Energy Dome, the Italian energy equipment and solutions company, has reportedly announced plans to unveil the first demo project of its CO2-based energy storage solution, which is a 4MWh system based in Sardinia, Italy, while also confirming plans for its Series B.

Following an early phase of operational processes to verify its performance, the 2.5MW/4MWh CO2 Battery plant is now fully up and running. According to sources, construction began well over a year ago and included a team of professionals in process engineering, turbomachinery, and energy.

The firm's technique uses a 4-to-24-hour thermodynamic cycle to dispatch and store energy. It charges by pulling CO2 from a massive atmospheric gasholder (the Dome) and keeping it under pressure at room temperature, and it discharges by expanding and evaporating the gas into a turbine to generate energy which is then returned to the Dome.
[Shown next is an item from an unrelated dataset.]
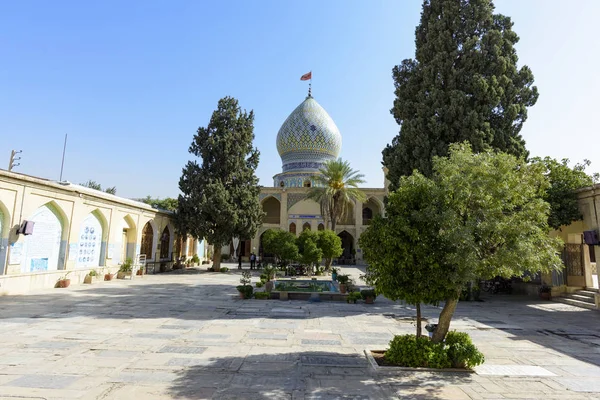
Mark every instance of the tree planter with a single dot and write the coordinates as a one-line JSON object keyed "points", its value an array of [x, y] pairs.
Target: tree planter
{"points": [[63, 283], [546, 296], [269, 286]]}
Claudio Spadacini, an entrepreneur and technologist, founded and incorporated Energy Dome three years ago. Barclays, 360 Capital, Third Derivative, and Novum Capital Partners are among the firm's VC backers, who is currently seeking to undertake a Series B investment, having raised a $11 million Series A back in December.
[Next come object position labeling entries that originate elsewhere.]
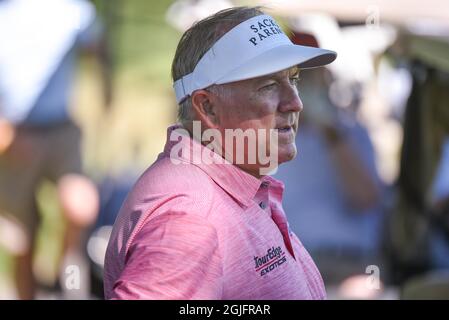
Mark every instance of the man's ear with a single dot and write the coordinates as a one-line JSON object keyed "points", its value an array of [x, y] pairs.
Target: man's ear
{"points": [[204, 107]]}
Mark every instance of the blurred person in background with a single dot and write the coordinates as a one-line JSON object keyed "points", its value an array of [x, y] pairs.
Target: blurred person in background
{"points": [[333, 194], [417, 240], [38, 139]]}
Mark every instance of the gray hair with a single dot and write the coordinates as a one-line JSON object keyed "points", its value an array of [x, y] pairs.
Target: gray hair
{"points": [[197, 40]]}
The Milan-based enterprise plans to use its Series A funding to develop a bigger 20MW/100MWh plant. That initiative is being carried out in collaboration with A2A, a utility that took part in the campaign.
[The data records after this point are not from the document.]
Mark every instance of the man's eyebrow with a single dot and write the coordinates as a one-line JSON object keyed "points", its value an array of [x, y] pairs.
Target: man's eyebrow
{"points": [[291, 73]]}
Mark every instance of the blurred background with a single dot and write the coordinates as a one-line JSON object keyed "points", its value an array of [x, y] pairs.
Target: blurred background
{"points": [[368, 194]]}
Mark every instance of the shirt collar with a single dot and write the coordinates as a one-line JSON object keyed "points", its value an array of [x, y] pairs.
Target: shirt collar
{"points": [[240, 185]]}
Ansaldo Energia, an Italian power engineering company, recently signed a global licensing agreement with Energy Dome. Ansaldo will be able to market Energy Dome's technologies in its main markets, where it has a long history of doing business.

Energy Dome stated that its technique offers an energy storage density that is 10-20 times that of conventional compressed air energy storage (CAES) solutions as well as two-thirds that of liquid air energy storage (LAES).

Energy Dome, on the other hand, asserts that its approach does not demand LAES' cryogenic temperatures, which can effectively enhance system competitiveness and complexity.

Corre Energy, which received €20 million ($21.3 million) in 2021 for its green hydrogen generation and compressed air energy storage system is another company offering compressed gas solutions.